On 14 June 2009, the Ministerial Committee for Legislative Affairs approved a new bill to amend the Naqab Development Authority Law – 1991. The new bill would retroactively legalize the “individual settlements” in the Naqab (Negev). The bill also stipulates that each settlement owner is entitled to lease the land on a long-term basis from the Israel Land Administration (ILA) (a period of 49 or 98 years) at a very low price.
On 17 June 2009, following the approval of the bill, Adalah sent an urgent letter to the Justice Minister, the Attorney General and the Director of the ILA, demanding that they immediately intervene to stop the legislative process to amend the law. In the letter, Adalah Attorney Suhad Bishara argued that the individual settlements in the Naqab have been established illegally, contrary to approved local and regional plans, and without the necessary building permits and the publication of bids, as required by law. The bill also contradicts National Master Plan no. 35 and the instructions of the National Council on Planning and Building.

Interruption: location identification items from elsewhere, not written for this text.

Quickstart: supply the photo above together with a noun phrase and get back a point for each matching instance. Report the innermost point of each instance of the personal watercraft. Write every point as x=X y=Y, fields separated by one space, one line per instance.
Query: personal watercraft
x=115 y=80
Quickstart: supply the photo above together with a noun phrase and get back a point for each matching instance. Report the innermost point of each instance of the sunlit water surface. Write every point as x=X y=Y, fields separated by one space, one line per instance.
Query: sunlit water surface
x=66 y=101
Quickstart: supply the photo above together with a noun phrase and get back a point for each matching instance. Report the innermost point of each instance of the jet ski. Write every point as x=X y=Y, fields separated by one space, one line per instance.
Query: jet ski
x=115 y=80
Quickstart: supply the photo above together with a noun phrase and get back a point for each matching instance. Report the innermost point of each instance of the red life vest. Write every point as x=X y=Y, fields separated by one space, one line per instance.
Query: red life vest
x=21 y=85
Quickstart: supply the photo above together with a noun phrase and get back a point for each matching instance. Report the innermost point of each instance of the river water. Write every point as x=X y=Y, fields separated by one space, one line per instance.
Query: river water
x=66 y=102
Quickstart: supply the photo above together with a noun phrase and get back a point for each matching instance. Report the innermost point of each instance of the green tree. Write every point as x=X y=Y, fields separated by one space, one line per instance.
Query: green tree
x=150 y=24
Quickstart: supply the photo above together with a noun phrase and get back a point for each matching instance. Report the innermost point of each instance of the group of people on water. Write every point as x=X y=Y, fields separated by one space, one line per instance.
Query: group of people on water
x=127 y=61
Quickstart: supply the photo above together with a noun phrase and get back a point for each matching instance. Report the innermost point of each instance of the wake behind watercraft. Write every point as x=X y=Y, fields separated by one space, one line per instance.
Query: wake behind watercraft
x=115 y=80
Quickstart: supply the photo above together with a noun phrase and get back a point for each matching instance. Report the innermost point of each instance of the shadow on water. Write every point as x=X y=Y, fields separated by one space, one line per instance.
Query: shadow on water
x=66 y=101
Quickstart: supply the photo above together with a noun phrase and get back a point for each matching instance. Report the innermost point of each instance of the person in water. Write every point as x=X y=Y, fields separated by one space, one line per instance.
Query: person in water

The establishment of the individual settlements in the Naqab is racially motivated; it aims “to protect the land” from the Palestinian Arab citizens of Israel by transferring vast areas of state-controlled land to Jewish individuals and families, and thereby effectively end the ongoing dispute over land ownership in the Naqab. In this way, the state seeks to guarantee that the land remains in Jewish hands and to prevent any development on the land that benefits Palestinian citizens of the state. There are currently 59 individual settlements in the Naqab that extend over an area of 81,000 dunams; in comparison, the area of the city of Tel Aviv is not more than 100,000 dunams.
Attorney Bishara argued that the establishment of individual settlements at a time when 80,000 Arab Bedouin citizens of Israel are living in “unrecognized villages” that are denied the most basic state services, including water, electricity and roads, violates the constitutional rights of the inhabitants of the unrecognized villages to equality, justice and dignity.
In 2006, Adalah submitted a petition to the Supreme Court of Israel against the National Council for Planning and Building seeking the revocation of a master plan that approved the construction of 35 individual settlements along the so-called “Wine Path” in the Naqab. The petition remains pending for decision (see H.C. 2817/06, Adalah, et al. v. The National Council for Planning and Building, et al.).
In the state’s response to this petition, the Attorney General claimed that the allocation of land for individual settlements will be implemented through open bids only and that he considers these settlements to be exceptional. Therefore, the draft bill is also incompatible with the Attorney General’s position and commitments as previously announced before the Supreme Court.